"Do you even know what you want?" he questioned.
"I just want to be seen," she whispered.
--
Seventeen presidents. My grandmother lived through seventeen presidents. Two world wars. Pearl Harbor Day. JFK's assassination. 9/11. Basically every major historical event that happened in the 20th century she remembered. She could tell you were she was, what she was doing, what she felt hearing the news of each event. Incredible, isn't it?
I've spent my adult life far away from this women, but always making a trip out west to spend time with her. When I visited her over the last few years, taking the trip to Vegas to see her, I made a point to ask her to tell me stories of her marriage. Asking her about her childhood. Trying to hold on tightly to the untold stories that lived inside her, knowing she wouldn't be telling me stories of her life forever. I desperately wanted to know the stories she had never told me. I wanted to see all sides of her.
I had so many questions: How did it feel to fall in love with my grandfather? What did she do when he died? What was it like to deliver babies for a living? To be a working mother in the 1950's? What did she regret? How did she stay so amazingly true to herself? What was the saddest moment of her life?
When I got the call she passed away last week, I didn't cry. I've imagined getting this call, and it always played out with sudden and uncontrollable crying.
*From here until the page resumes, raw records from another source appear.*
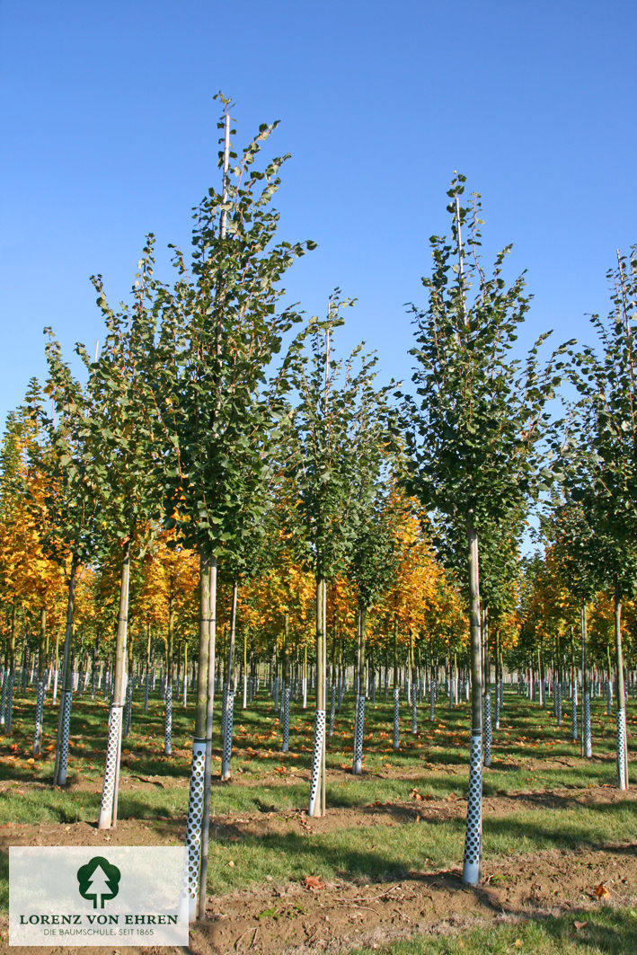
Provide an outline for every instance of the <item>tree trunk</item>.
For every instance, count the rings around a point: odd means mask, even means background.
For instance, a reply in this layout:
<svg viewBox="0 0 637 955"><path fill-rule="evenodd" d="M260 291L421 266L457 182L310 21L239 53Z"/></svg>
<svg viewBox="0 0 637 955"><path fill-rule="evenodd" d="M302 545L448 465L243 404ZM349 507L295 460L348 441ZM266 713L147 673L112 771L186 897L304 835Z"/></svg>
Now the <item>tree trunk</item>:
<svg viewBox="0 0 637 955"><path fill-rule="evenodd" d="M628 745L626 731L626 690L622 647L622 600L615 590L615 653L617 657L617 786L628 788Z"/></svg>
<svg viewBox="0 0 637 955"><path fill-rule="evenodd" d="M35 690L35 732L33 754L42 752L42 717L44 713L44 671L47 660L47 611L40 609L40 640L37 651L37 687Z"/></svg>
<svg viewBox="0 0 637 955"><path fill-rule="evenodd" d="M205 919L208 875L208 840L210 837L210 789L212 786L212 717L215 709L215 662L217 647L217 558L210 559L208 576L208 682L205 700L205 763L203 785L203 818L202 819L202 873L199 881L199 919Z"/></svg>
<svg viewBox="0 0 637 955"><path fill-rule="evenodd" d="M75 600L75 573L77 560L74 556L71 561L69 575L69 595L66 611L66 629L64 632L64 651L62 663L62 691L57 717L57 742L55 746L55 767L53 769L53 786L66 785L67 763L69 760L69 731L71 726L71 701L73 687L71 684L71 642L73 640L73 608Z"/></svg>
<svg viewBox="0 0 637 955"><path fill-rule="evenodd" d="M325 581L316 580L316 711L314 714L314 745L309 784L308 816L322 815L322 777L325 753Z"/></svg>
<svg viewBox="0 0 637 955"><path fill-rule="evenodd" d="M126 541L121 560L119 583L119 613L115 646L115 674L113 678L113 702L109 712L108 737L102 800L99 808L98 829L115 829L117 824L117 790L119 786L119 761L121 758L122 716L126 693L126 636L128 631L128 590L131 569L131 543Z"/></svg>
<svg viewBox="0 0 637 955"><path fill-rule="evenodd" d="M469 799L462 881L477 885L482 860L482 661L478 533L472 511L467 516L469 547L469 615L471 626L471 755Z"/></svg>
<svg viewBox="0 0 637 955"><path fill-rule="evenodd" d="M237 594L239 584L232 582L232 607L230 609L230 638L228 640L228 665L223 703L225 705L225 719L223 721L223 752L222 757L222 779L230 778L230 759L232 758L232 724L234 721L234 646L237 632Z"/></svg>
<svg viewBox="0 0 637 955"><path fill-rule="evenodd" d="M365 730L365 623L367 607L358 607L358 686L356 688L356 718L354 720L354 758L352 773L363 772L363 733Z"/></svg>
<svg viewBox="0 0 637 955"><path fill-rule="evenodd" d="M186 820L186 850L188 853L188 918L197 917L197 902L202 848L202 818L203 815L204 776L206 768L206 707L208 695L208 655L210 652L210 558L200 554L200 621L199 668L197 671L197 703L195 735L190 768L188 817ZM214 673L214 668L213 668ZM212 762L212 760L211 760Z"/></svg>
I am not sure why. I don't really cry often. I have also not experienced grief of this sort as an adult. When the words were softly spoken that she had passed, it just felt like a hand had grabbed my heart, squeezing it. Hard. It hurt, deep in my chest.
I started to think about all the stories she has shared with me over the years. It instantly felt hard to remember the details. And now I can't ask her to tell them again. Fuck.
The hand gripped tighter.
Grief has come differently than I imagined it would. It isn't fits of tears. It isn't a visible sadness. It is heaviness. And exhaustion. It is a heart that is bruised from a grip too tight. It is a lot of not knowing how it will feel to not hear these stories, watch her smile, or be in awe of her in real time. It is a lot of wishing she was still here. It is waves of breathlessness when I realize she is gone. It is a lot of begging that hand to loosen, please, just a little.
It is so much unseen.
Maybe that is just grief in this situation, for this passed woman, for me. Perhaps a larger reflection on how much of what I experience is unseen, by choice and on purpose, is needed. How much I wish to be seen more than I let on, or more than I allow. Somehow I'm not surprised that even in her passing my grandmother is disrupting my own image of myself. I just wish I would ask her some questions about it.